Console login from new country / impossible travel.
MFA bypass / disabled.
New IAM access key on a long-existing user.
New role assumption pattern (role A never assumed role B before).
Privilege escalation chains (PutUserPolicy adding admin).
Federation provider changes.

Your IdP (Entra ID, Okta, Google) plus the cloud's IAM logs together tell the story. Defender for Identity, Okta ThreatInsight, and similar add behavioural baselines.

Continuous Compliance / Posture (CSPM)

While threat detection looks for active attacks, posture management looks for misconfiguration before it is exploited.

AWS Config + Security Hub, Azure Policy + Defender for Cloud, GCP Security Command Center / Policy Intelligence ship many built-in rules.
CSPM tools (Wiz, Prisma, Lacework, Orca) cover all three clouds and add graph reasoning ("this public bucket is reachable by this role used by this exposed Lambda").

Track Mean Time to Remediate (MTTR) for high-severity findings as a security KPI.

Detection-as-Code

Treat detections like application code:

Detection rules in Git, code-reviewed, with tests.
Sigma rules / KQL / SPL queries / YARA-L versioned.
CI runs synthetic events against the rules to confirm they fire.
Tuning is a PR, not an undocumented click.

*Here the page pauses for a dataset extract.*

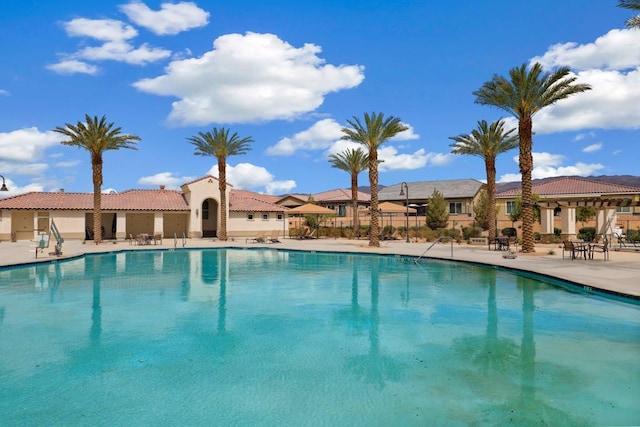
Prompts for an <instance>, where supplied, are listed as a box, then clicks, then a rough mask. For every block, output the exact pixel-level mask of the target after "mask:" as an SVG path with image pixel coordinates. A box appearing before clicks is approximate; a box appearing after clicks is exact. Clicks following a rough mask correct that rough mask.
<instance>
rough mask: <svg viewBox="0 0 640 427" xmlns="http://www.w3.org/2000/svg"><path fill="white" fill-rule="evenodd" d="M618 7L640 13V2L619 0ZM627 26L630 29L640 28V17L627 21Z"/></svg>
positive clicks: (625, 24) (635, 17)
mask: <svg viewBox="0 0 640 427" xmlns="http://www.w3.org/2000/svg"><path fill="white" fill-rule="evenodd" d="M618 7H622V8H625V9H631V10H637V11H640V0H618ZM625 25H626V26H627V27H629V28H640V15H636V16H632V17H631V18H629V19H627V22H625Z"/></svg>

Tools like Panther, Snowflake security data lake, Sigma converters make this practical.

Honeytokens and Canaries

Plant a fake AWS access key in a place an attacker would look (a config file, a dummy repo). Set up an alert that fires the moment anyone tries to use it. Real-world signal-to-noise ratio is exceptional. Vendors: Thinkst Canary, Canarytokens.

Building the Pipeline

[ Cloud audit + flow + data logs ]
        │
        ▼
[ Org-level central account / SIEM ]
        │
        ├──→ [ Managed detection: GuardDuty, Defender, SCC ]
        ├──→ [ CSPM: AWS Config, Wiz, Prisma ]
        ├──→ [ Custom rules in SIEM ]
        │
        ▼
[ Alert pipeline: severity routing ]
        │
        ├── P1 → on-call SOC, automated containment (disable creds, isolate instance)
        ├── P2 → ticket + business-hour triage
        └── P3 → metrics / dashboards

What "Good" Looks Like

Every account has CloudTrail / Activity Log / Audit Logs flowing to a central, write-only location.
The central log store has retention >1 year for security forensic needs.
Managed detection (GuardDuty / Defender / SCC) is on org-wide.
A handful of high-fidelity custom detections cover the top org-specific risks.
Findings page on-call within minutes for criticals; everything else is tracked with SLA.
Practice runs (purple team, tabletop) keep the pipeline exercised.

Anti-Patterns

Logs only in the same account as the workload — an attacker with the workload can delete them.
30-day retention for security logs — many real-world breaches surface months after the initial intrusion.
Alert thresholds set so high nothing fires; or so low everything fires and is ignored.
Findings landing in a dashboard with no owner.
SIEM with no automation — humans triage every benign finding manually.

Detection earns its keep only when it shortens incidents. The next lesson takes the alert from fired to contained.